インターンシップで先輩移住者の方と農作業

 

 地域の人はずっとそこに根付いて生活している。そこで子孫を増やしていく。そして、地域を想い、地域から視点を広げ国や世界を想う、次の世代を想う。

 少し前までは私は生まれた場所から離れて、遠くまで行ったりいろんな場所で生活できることを素晴らしいことだと思っていました。今もそう思います。でも、生まれた場所で暮らし、そこで年を取り、同じ家に住み続ける幸せには到底適わないのでは、とも思うようになりました。
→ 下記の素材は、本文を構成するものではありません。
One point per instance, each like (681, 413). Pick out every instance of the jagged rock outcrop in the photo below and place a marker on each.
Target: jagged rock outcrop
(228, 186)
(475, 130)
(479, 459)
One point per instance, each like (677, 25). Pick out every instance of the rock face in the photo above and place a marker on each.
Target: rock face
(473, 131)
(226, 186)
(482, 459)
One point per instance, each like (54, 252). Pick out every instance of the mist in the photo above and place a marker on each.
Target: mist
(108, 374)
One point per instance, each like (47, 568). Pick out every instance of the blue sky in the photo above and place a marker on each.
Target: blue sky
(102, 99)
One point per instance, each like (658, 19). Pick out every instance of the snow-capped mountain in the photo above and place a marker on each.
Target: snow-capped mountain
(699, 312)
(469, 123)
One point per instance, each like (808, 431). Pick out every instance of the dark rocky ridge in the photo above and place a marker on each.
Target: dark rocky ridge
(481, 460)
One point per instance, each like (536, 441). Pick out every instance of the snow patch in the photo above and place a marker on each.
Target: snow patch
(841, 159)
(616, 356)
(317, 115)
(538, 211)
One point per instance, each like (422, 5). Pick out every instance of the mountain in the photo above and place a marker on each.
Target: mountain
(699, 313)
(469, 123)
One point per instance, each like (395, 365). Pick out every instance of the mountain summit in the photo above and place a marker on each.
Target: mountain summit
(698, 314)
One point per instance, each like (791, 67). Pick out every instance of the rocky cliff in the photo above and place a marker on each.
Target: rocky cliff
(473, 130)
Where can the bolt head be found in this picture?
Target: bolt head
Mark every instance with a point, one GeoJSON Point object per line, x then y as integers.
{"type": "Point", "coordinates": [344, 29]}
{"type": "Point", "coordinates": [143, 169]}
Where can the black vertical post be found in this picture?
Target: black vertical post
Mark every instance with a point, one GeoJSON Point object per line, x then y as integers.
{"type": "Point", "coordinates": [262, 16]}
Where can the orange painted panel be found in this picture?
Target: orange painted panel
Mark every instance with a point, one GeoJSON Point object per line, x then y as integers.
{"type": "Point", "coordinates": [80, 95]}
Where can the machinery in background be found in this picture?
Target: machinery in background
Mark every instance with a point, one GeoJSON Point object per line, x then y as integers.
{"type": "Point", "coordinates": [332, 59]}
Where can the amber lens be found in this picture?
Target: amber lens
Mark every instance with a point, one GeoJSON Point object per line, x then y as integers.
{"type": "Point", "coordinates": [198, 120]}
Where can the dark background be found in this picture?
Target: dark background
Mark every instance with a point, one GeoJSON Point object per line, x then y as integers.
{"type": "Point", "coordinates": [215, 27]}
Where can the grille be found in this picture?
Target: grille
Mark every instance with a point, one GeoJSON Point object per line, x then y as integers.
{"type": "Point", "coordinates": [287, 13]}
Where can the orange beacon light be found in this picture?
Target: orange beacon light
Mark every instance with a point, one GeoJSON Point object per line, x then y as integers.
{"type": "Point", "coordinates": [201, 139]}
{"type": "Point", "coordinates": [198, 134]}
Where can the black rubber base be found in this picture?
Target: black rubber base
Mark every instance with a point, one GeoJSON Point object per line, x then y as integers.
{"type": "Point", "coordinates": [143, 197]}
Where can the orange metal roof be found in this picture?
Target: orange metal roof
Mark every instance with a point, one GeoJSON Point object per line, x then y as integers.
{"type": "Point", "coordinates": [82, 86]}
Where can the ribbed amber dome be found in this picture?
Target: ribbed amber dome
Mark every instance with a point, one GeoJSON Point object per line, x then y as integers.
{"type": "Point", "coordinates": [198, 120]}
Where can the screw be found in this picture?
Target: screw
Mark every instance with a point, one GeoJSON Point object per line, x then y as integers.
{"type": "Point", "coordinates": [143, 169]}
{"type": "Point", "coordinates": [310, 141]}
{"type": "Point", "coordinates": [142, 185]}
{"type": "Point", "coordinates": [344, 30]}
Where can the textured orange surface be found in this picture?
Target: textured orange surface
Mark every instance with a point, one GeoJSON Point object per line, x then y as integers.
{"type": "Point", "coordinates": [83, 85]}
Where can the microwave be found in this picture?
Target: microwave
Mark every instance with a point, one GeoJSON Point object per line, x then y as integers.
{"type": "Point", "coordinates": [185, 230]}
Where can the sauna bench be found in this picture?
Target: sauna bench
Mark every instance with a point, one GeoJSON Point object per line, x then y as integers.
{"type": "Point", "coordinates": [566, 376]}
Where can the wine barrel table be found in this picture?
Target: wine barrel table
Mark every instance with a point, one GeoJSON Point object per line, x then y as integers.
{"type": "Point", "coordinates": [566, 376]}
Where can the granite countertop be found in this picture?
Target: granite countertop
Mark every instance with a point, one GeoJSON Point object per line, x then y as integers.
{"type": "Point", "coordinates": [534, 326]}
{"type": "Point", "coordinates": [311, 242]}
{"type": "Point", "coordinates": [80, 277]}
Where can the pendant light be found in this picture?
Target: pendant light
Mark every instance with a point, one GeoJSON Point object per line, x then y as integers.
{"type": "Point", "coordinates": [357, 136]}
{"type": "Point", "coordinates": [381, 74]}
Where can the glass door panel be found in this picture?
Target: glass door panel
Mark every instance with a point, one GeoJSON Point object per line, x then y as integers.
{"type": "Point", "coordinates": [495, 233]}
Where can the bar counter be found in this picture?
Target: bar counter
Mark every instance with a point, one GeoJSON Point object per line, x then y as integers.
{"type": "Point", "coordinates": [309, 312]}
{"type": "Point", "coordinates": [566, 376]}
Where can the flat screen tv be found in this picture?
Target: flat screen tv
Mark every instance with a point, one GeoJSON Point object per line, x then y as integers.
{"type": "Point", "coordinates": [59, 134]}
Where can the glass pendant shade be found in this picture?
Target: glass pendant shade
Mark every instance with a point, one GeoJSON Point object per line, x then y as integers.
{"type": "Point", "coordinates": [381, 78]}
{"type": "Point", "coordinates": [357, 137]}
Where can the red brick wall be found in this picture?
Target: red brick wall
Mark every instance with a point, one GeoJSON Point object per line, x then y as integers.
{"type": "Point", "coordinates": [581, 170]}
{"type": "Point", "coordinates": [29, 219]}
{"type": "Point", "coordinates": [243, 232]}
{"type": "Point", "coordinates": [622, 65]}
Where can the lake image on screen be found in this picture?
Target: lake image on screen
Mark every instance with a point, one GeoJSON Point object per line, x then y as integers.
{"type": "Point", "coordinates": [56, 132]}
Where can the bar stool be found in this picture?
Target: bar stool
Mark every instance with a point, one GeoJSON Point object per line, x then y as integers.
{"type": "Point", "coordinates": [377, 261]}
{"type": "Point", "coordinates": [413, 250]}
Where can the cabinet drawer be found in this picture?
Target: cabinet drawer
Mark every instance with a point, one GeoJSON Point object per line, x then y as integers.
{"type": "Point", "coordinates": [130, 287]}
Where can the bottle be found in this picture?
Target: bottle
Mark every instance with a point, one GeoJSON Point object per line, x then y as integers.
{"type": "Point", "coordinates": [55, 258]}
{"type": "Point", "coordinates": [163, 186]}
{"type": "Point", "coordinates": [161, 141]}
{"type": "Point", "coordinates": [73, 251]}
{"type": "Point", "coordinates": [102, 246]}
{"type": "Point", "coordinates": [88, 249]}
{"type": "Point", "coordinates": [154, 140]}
 時々、土佐町にやってくるインターン生で、土佐町のことをいたく気に入りつつも、「地元で頑張ろうと改めて思った」という感想を述べていく人がいるけれど、その気持ちがよくわかります。

 

自分はこの先、どこに根を張ろうか?

 

 この先もいろんな地域を転々とする可能性はあります(※突然起こった震災で東北に行くことになったという経験をしたからこそそう思っている)。

 他方では「できれば長く土佐町に住み続けたい」とも思っています。そういう揺れがあってもいいと思っているけれど、最近改めて自分の生活拠点について自問するようになりました。

 

 早明浦ダム

土佐町 早明浦ダム

 

 

結論

 

 とりあえず、二拠点生活はオススメです。この生活スタイルから見えてくるものがたくさんあると思います。

 二拠点を通して最終的に一か所に居場所を定めたり、軸足を二か所に定めることに生活が安定するのであればとてもいいことだし、または私のように暮らし方について改めて考えさせられることがあったりと、自分の居場所について自問する機会があるのであれば、それはその人の人生にとってとても大切な問いなのだと思います。

 ただし、「週末田舎暮らし」「お試し移住」などの生活は迎え入れて下さっている地域の厚意があってこそ成り立つ生活です。それに対して感謝を返すことを忘れないようにはしたいものです。自戒の念も込めて。